Il cambio di aspettative sull’economia è stato repentino e drammatico. Dall’attesa messianica sulla «crescita» dopo il crollo del Prodotto interno lordo (Pil) da 8,9% (un rimbalzo tecnico dopo il lockdown per rallentare il Covid nel 2020), a partire dall’invasione russa dell’Ucraina il 24 febbraio si è passati al timore di una stagflazione, cioè una situazione caratterizzata da Pil stagnante o in calo ma con prezzi al consumo in crescita.

È questo lo scenario che sembrano preparare le stime di ieri dell’Istat. Per l’aumento dei costi dell’energia e delle incertezze sulle fonti di approvvigionamento del gas il Pil italiano risulterebbe inferiore dello 0,7%. Il 4,1% prospettato solo il 10 febbraio scorso dalla Commissione Europea si sta dunque allontanando.

E siamo solo all’inizio.

In realtà la decelerazione della «ripresa» era già iniziata a settembre 2021 ed è stata confermata a gennaio 2022 dalla caduta della produzione industriale del 3,4% e da una flessione delle vendite al dettaglio causate dalla fiammata inflazionistica precedente alla guerra, e prodotta dall’inceppamento delle catene di approvvigionamento globale, che ha fatto schizzare i prezzi delle materie prime, dei beni energetici o agroalimentari, azionando una dinamica speculativa.
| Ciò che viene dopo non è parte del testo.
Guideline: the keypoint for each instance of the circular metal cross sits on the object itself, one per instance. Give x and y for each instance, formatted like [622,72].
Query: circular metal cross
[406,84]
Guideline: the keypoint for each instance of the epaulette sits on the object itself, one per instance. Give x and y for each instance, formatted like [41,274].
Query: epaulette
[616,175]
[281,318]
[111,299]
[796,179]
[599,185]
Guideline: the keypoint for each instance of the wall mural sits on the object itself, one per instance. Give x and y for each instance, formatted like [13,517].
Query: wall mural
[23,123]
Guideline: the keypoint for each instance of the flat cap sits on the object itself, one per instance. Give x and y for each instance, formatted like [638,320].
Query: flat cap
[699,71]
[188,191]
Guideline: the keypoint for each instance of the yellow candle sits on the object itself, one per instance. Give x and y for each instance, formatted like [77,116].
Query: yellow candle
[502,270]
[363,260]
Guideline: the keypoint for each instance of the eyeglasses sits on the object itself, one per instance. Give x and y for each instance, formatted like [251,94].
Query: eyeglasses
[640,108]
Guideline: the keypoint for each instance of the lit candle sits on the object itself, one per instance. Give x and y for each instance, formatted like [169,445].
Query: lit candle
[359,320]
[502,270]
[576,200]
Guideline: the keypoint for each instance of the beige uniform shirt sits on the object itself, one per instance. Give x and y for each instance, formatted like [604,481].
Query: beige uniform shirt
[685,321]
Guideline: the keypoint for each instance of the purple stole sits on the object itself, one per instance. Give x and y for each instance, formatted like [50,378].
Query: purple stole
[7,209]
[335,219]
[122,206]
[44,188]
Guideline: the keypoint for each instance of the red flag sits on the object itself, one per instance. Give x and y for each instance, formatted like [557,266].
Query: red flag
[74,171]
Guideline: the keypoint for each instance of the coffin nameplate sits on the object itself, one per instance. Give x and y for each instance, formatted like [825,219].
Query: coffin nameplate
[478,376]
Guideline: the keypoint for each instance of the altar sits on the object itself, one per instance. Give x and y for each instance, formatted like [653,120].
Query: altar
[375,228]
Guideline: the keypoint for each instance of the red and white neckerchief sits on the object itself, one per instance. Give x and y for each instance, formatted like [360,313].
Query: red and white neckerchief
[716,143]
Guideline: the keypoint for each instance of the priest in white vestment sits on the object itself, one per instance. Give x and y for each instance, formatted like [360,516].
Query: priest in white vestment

Un’idea più precisa del ribasso in atto la si avrà tra marzo e aprile ma già ora sembra evidente che il menu preparato sia a livello europeo che italiano dal governo Draghi rischia di dovere essere ripensato.

La partita potrebbe riguardare anche il piano di ripresa e resilienza (Pnrr). Da settimane ci sono voci su un ripensamento. Ipotesi ieri esclusa da Draghi in parlamento.

La situazione descritta ieri dall’Istat è stata confermata in molti settori. Nella manifattura lombarda, ad esempio, la bolletta energetica salirà a 11 miliardi di euro, sostiene il Centro studi di Assolombarda. Prima dell’inizio della guerra russsa in Ucraina era 8,4 miliardi e nel 2019 era 2 miliardi.

Per Coldiretti il balzo dei prezzi di benzina e gasolio sotto la spinta dell’aumento del petrolio farà aumentare i costi produzione dell’agricoltura di otto miliardi: gasolio per i trattori, riscaldamento delle serre, energia per la produzione di prodotti fitosanitari, fertilizzanti e materiali come la plastica. Il grano è aumentato del 40,6% in una settimana raggiungendo un record negli ultimi 14 anni: 12,09 dollari per bushel (27,2 chili). Mai così alto dal 2008. Coldiretti ha chiesto alla Regione Lazio la dichiarazione di stato di crisi del settore.

Il caro del gas ha messo in ginocchio anche il sistema delle cartiere.

A Carmignano di Brenta (Padova), la Pm3 è stata costretta allo stop della produzione. Anche l’industria siderurgica è in difficoltà: la Zanardi Fonderie di Minerbe (Verona) è stata costretta a sospendere la produzione per una settimana a causa dei rincari dell’energia e per la carenza di materie prime. In difficoltà è la stampa editoriale, commerciale e il packaging. Rallenta la stampa di libri perché non si trovano i materiali per la produzione di lastre. Stesso problema per gli astucci in cartoncino necessari per il settore farmaceutico e cosmetico.

L’annuncio dell’embargo da parte di Stati Uniti e Regno Unito sul petrolio russo ha fatto schizzare ieri il prezzo di benzina e diesel. Per «Staffetta quotidiana» solo Eni ha aumentato di 14 centesimi la prima e di 24 il secondo. Solo un esempio che spiega la sciopero in corso dei pescatori, ieri hanno protestato a Roma. Il caro carburante impedisce di andare in mare per pescare il pesce fresco.